‘Enterprise Grade’ Lessons from #Snapchat Governance Failure

Governance LessonFrom smartphones to tablets, game consoles to smart TVs, consumers are becoming more informed about information technologies, and are driving businesses to deliver increasingly sophisticated social, mobile, and cloud applications.

This ‘consumerization of IT’ also means business users – who are all technology consumers – are choosing their own solutions for work, adopting consumer-oriented services like Gmail, iCloud, Dropbox, or Evernote.

And cloud services like DigitalOcean.

And social sharing apps like Snapchat.

I recently wrote about how Snapchat leaked millions of users’ phone numbers while DigitalOcean exposed customer stored data between clients. Yet people still wonder what ‘enterprise-grade’ means; and why all businesses do not just use ‘consumer-grade’ services. But there are real reasons why large, risk-averse, businesses are wary of consumer-focused technologies, and why pundits are wary of recommending them.

At least one reason why enterprise-grade still matters is that private tech start-ups typically do not focus on the governance drivers and constraints that larger enterprises need. And it shows.

For example:

With young leaders and staff, start-ups often do not have institutional knowledge of fundamental governance
  • Start-ups are not public entities, so at least until their IPO they are not governed by Sarbanes-Oxley, Fair Disclosure, or other SEC-governed regulations
  • New businesses are often in new industries – or even creating them from scratch – so they aren’t covered by ‘legacy’ industry regulations like HIPAA or FISMA
  • Some avoid federal oversight by challenging rulings (cf. 23andMe); skirt around it with cursory TOS clauses (cf. Vine); or simply violate regulations and pay later (cf. Path)
  • Many are free to consumers, or use third party payment services like PayPal or Amazon Payments, thereby avoiding payment-related mandates like PCI-DSS
  • Huddling with peers in Silicon Valley limits exposure to regional regulations from Nevada to Massachusetts, let alone international regulations, or global best practices
  • When they do grow into new markets, they may fail to comply with newly relevant regulations (cf. Illinois vs. Square), even after prior examples (cf. Louisiana vs. Paypal)
  • As new entities with young principals, they may never have been exposed to the joys of US Federal records management regulations or Rules of Civil Procedure
  • Indeed, with young leaders and staff, they often do not have any institutional knowledge of fundamental governance (and in many ways, good for them!)
Governance is non-optional in enterprise development

This is one clear difference between consumer-driven and enterprise-grade development. As I wrote in my last post, consumer-driven development focuses more on customer requirements for “convenience, ease of use, mobility, low cost, rapid updates, and cool interfaces”. This focus is important for rapidly building new markets for new products, especially in the world of agile development and devops. Meanwhile they put governance requirements on the backburner, and consumers do not seem to care. Conversely, governance is non-optional in enterprise development, which is often at pains to follow strict policies and procedures, even at the expense of cost, speed, or ease-of-use.

The same goes for enterprise-grade performance and availability. Very few tech start-ups focus upfront on resilience as a competitive requirement, with Netflix and its Simian Army the most notable exception. More typical of a tech start-up is Twitter’s long-term battle with its infamous ‘fail whale‘, an iconic symbol of Twitter’s lack of focus on back-end requirements throughout its earlier days (a symbol Twitter has only recently retired).

Both Snapchat and DigitalOcean serve as object lessons to the meaning of enterprise-grade. The explosion of the API economy has created new exposures, which many young ventures are struggling with. However for most enterprises these exposures are both known and solved. Enterprise-grade API governance to prevent data leakage can be implemented in process or with off-the-shelf solutions. Functional isolation, acceptance testing, and disciplined change control can ensure changes to existing code are vetted, understood, and communicated. Such practices can easily make APIs available and secure, simply and easily, only for legitimate users.
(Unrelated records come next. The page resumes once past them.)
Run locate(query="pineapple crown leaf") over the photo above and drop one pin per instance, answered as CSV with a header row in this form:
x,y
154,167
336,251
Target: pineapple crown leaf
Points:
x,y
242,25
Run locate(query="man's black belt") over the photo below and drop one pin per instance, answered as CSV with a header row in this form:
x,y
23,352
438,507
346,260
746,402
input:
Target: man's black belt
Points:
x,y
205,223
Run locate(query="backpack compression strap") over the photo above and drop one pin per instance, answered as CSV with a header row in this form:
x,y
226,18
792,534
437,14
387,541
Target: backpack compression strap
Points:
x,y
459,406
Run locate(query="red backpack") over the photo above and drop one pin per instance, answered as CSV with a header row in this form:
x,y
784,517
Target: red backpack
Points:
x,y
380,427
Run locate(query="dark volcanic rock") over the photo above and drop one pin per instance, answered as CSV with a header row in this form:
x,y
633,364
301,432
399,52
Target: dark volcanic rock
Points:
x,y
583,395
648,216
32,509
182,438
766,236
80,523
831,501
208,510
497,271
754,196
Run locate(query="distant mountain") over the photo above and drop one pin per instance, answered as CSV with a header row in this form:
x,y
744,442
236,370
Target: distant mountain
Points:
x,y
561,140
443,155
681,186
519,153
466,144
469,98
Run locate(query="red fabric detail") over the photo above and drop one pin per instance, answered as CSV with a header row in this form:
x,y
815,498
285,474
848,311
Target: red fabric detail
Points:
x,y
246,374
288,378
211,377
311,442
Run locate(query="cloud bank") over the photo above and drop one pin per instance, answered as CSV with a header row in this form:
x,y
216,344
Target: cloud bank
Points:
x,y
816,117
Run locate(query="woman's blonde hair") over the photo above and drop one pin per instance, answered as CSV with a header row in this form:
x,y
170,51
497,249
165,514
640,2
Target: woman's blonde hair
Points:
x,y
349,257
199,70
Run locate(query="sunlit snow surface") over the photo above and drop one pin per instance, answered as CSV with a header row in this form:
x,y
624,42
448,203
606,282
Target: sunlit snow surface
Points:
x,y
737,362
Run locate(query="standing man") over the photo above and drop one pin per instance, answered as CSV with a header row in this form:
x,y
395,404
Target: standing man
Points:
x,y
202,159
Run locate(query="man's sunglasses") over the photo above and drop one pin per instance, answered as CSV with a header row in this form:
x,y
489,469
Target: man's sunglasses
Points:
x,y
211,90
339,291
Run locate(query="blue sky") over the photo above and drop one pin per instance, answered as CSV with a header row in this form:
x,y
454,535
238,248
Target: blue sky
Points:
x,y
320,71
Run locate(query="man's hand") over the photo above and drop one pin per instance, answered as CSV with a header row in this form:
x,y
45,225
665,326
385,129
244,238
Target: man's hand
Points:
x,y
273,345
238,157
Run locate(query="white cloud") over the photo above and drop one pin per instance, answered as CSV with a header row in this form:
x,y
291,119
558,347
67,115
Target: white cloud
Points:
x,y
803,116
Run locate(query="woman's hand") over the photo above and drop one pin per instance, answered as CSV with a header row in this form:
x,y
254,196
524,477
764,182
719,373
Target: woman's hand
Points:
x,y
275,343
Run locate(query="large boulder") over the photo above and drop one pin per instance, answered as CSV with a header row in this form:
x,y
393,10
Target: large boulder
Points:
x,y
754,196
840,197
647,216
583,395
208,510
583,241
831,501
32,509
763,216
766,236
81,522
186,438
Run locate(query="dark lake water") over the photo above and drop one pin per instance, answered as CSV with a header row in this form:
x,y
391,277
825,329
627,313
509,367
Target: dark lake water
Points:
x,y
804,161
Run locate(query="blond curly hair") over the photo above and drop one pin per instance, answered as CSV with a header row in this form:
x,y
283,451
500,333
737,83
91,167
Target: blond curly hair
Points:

Both Snapchat and DigitalOcean serve as object lessons to the meaning of ‘enterprise-grade’

I would not try to define enterprise-grade in totality. Perhaps it is like obscenity – you know it when you see it. However, enterprise-grade in part means a structural focus on governance, institutional knowledge of ‘known good processes’, and a dedication to protecting consumer and other confidential information, even over profit, convenience, features, and speed.

Of course, not all start-ups are ignorant of governance, just as not all enterprises are perfect. Failures like Target or TJX happen too – but two wrongs don’t make a right. And maybe the heavy focus of traditional development on the invisible back-end is outdated, but focusing on consumer-driven development at the expense of  security, regulations, privacy, and other compliance mandates creates a governance black hole.

The prescription then is for both types of organization to resolve the conflict between agility and risk. Certainly enterprise development needs to be more customer-centric; but technology start-ups need to prioritize data governance more, especially as they go chasing the lucrative enterprise market.